Granted, the circumstances in the two cases were different: Carmack was alone when he was pulled over in March, while Hunt was in the company of his two young daughters, ages five and seven, at the time of his arrest and arrived at his girlfriend's home after allegedly "hitting several parked cars, driving on the wrong side of the road and driving over a mailbox," the 17th Judicial DA's office points out.
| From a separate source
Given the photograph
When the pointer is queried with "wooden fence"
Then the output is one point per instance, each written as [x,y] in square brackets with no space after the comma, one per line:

On top of that, one of the kids hit her face on the interior of the car as he sped away from a crash, winding up with a black eye in the process.

Nevertheless, Brauchler feels that "one guy getting eight years in prison and the other one not getting a single day in jail" is an indication that the system is out of whack.

Of course, mandatory-minimum sentences have been widely criticized by jail and prison reformers in recent years, particularly in the case of drug offenses — gripes that shouldn't apply to Colorado, Brauchler believes, because of reform efforts put in place over the past few years. ("We're way ahead of the federal government on that," he believes.) But he calls DUI "a unique charge — a charge that's unique in this way. We can protect ourselves to some degree from incidents of burglary and armed robbery and all sorts of crimes by where we live, where we go at different times of day and how we conduct ourselves. But the one thing we can't do is protect ourselves from drunk drivers. In twenty-plus years of doing this, I've seen DUIs on every kind of road you can imagine and every time of day you can imagine. We're completely vulnerable. Little painted lines [can't] protect us from careening into each other at 65 plus miles an hour. We absolutely have to be protected."

Admittedly, Brauchler is "a bit more sensitive" on the subject of DUIs "than some people are, for a couple of reasons. One is that the 18th Judicial District has had more DUIs over the last fifteen years than any other district in the state, and second place isn't even close. And within the last month or two, I stood up and argued for the incarceration of a retired Army war veteran" — ex-colonel Eric Henderson — "because he drove drunk and killed a state trooper" (Colorado State Trooper Jaimie Jursevics) "who was on our roads trying to protect us. And this is the third officer who died at the hands of a drunk driver I prosecuted since I took office."

That's why Brauchler is beseeching the legislature to revisit the felony-DUI law in the next session and put a mandatory-minimum component in place, in order to "send a clear message to the community and to people who even for a moment think about how they conduct themselves when they're drinking. I think we have to have a promise of some kind of heavy sentence if you engage in this type of behavior, especially for felony DUI, because it's repeated behavior."